Setelah mobil taxy yang ku tumpangi pergi,suara bising dari dalam sana tiba-tiba merusak ketenanganku.lamat-lamat terdengar musik dugem yang membaur dengan gelak tawa.
Firasatku mulai tidak enak,aku merengsek masuk.Ku dapati dia-si brengsek dan teman-temannya sedang mabuk-mabukkan diruang tengah.Botol-botol kosong,kulit kacang dan bekas kemasan kripik bertebaran dimana-mana.
Aroma alkohol menguar.Ini bukan yang pertama.Aku tidak kaget,tapi muak !
Dia menyadari kedatanganku.Ia lekas memasang tampang bersalah.Selalu seperti itu setiap ku pergoki.Segumpal sakit selalu hadir setiap kali melihatnya seperti itu.

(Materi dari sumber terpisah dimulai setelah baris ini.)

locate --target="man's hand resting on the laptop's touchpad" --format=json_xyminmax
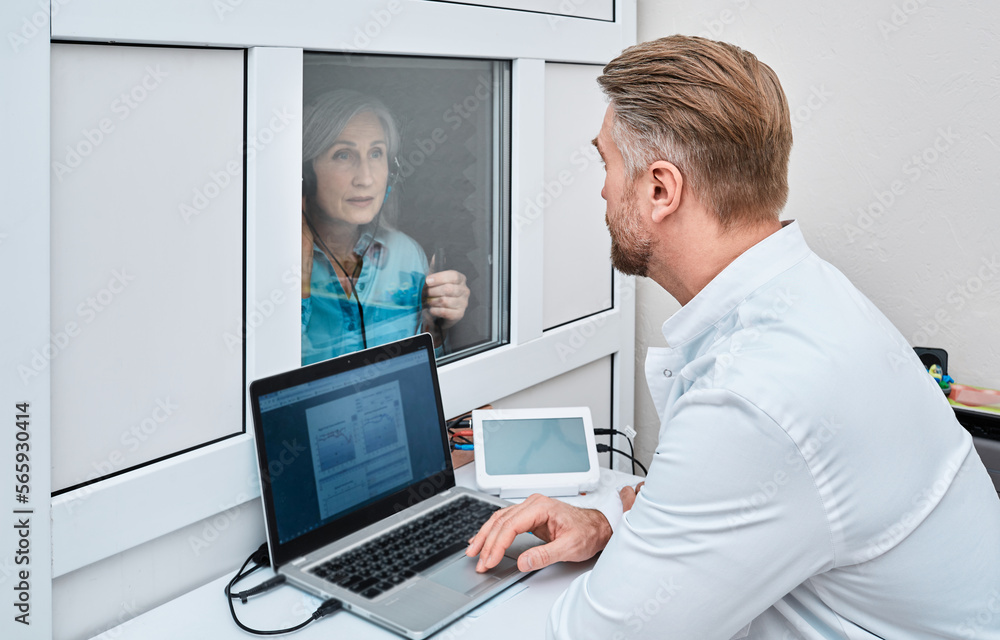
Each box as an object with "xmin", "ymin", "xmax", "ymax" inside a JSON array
[{"xmin": 465, "ymin": 493, "xmax": 611, "ymax": 572}]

Aku bukannya tak peduli,tapi capek !
Aku sering memperingatkannya,tapi sesering itu juga dia mengulanginya.Aku beranjak dari tempat itu,berlari ke kamar.Dia menyusul,tapi tentu saja pergerakanku jauh lebih gesit dibanding orang setengah mabuk.Aku tak ingin mendengar apapun yang dikatakannya.Bosan !
Punggungku menempel didaun pintu yang baru saja ku banting,kemudian merosot seiring air mata yang tak mampu lagi ku bendung.
Dia memanggil-manggil sambil mengetuk pintu.Aku tak peduli.Dia semakin liar melakukan apapun yang dia suka.
Kenyataan ini yang membuatku seperti depresi.Orang-orang mana tau bagaimana caraku melakukan sesuatu untuk menghalau rasa sedih bercampur amarah.
Aku mengerti perasaan anak-anak,karna akupun merasakan bias luka itu.Sekali lagi anak tidak bersalah menaruh penilaian buruk terhadap orang tua.Kamilah yang keterlaluan.
Sebenarnya aku sedih melihat-dia,tapi dia pantas mendapatkannya.Setelah dulu ku eluh-eluhkan sebagai suami terbaik sedunia didepan keluarga dan teman-teman,nyatanya dia memendam kebohongan besar.Kenyataan yang menanamkan luka abadi dihatiku.Terlebih,dihati anak-anakku hasil pernikahanku dan-dia hampir 27 tahun.
Aku menuruni tangga berpengangan pada railling yang masih menyimpan sisa dingin tadi malam.Anak tangga itu ku lalui dengan capat.Tiba dianak tangga terakhir,aku menoleh kekamar-dia tertutup rapat.Entah dia ada didalam atau tidak,aku tidak peduli.
Soal keberangkatanku ke Bandung,aku tidak perlu pamit.Dan itupun juga,dia tidak boleh tau.Lagian,aku menghilang berapa lamapun baginya tak masalah.
Ku dapati Bibi sedang mengepel diberanda,membersihkan ceceran noda yang dari baunya sangat ku kenali.Bekas muntahan-dia.Berarti,dia ada didalam kamar tadi,tapi dalam keadaan tidak sadar dan baru saja merepotkan Bibi dengan muntah sembarangan.
Lagi-lagi ia pulang pagi,entah diantar oleh siapa aku lupa menghitung wajah-wajah yang sering ia temani muncul didepan pintu dalam keadaan berantakan.
Hal ini menepis getar-getar halus yang membuat senyumku mengembang sejak tadi malam saat menerima kiriman chat dari anakku yang di Bandung,berganti genangan bening ditepian mata.
Menyadari kehadiranku,Bibi lebih gesit membersihkan ceceran noda itu,memastikan baunya tidak sampai kehidungku.Entah ia terlalu patuh pada si Tuan rumah,atau sangat menjaga perasaanku.
Perempuan bertubuh gempal dengan rambut yang mulai memutih beberapa helai itu bekerja pada kami sudah sangat lama.Seluk beluk permasalahan rumah tanggaku dia tahu betul.
"Ibu udah mau berangkat ?"
Seperti pertanyaan barusan,dia sudah hafal jadwal kapan aku harus ke Bandung.Bibi salah satu orang yang sangat mengetahui soal keluarga keduaku disana.Beliau tidak banyak komentar saat mengetahui fakta itu.Dia saksi mata bagaimana aku terseok-seok dulunya saat dibantai habis-habisan oleh ketidak adilan si Tuan rumah yang gila itu.
Bibi satu-satunya orang yang tidak pernah menghakimiku memutuskan untuk poliandri.
"Iyah Bi...aku berangkat dulu yah ?"
Aku beranjak sebelum air mata menetes didepan wanita berdaster tadi.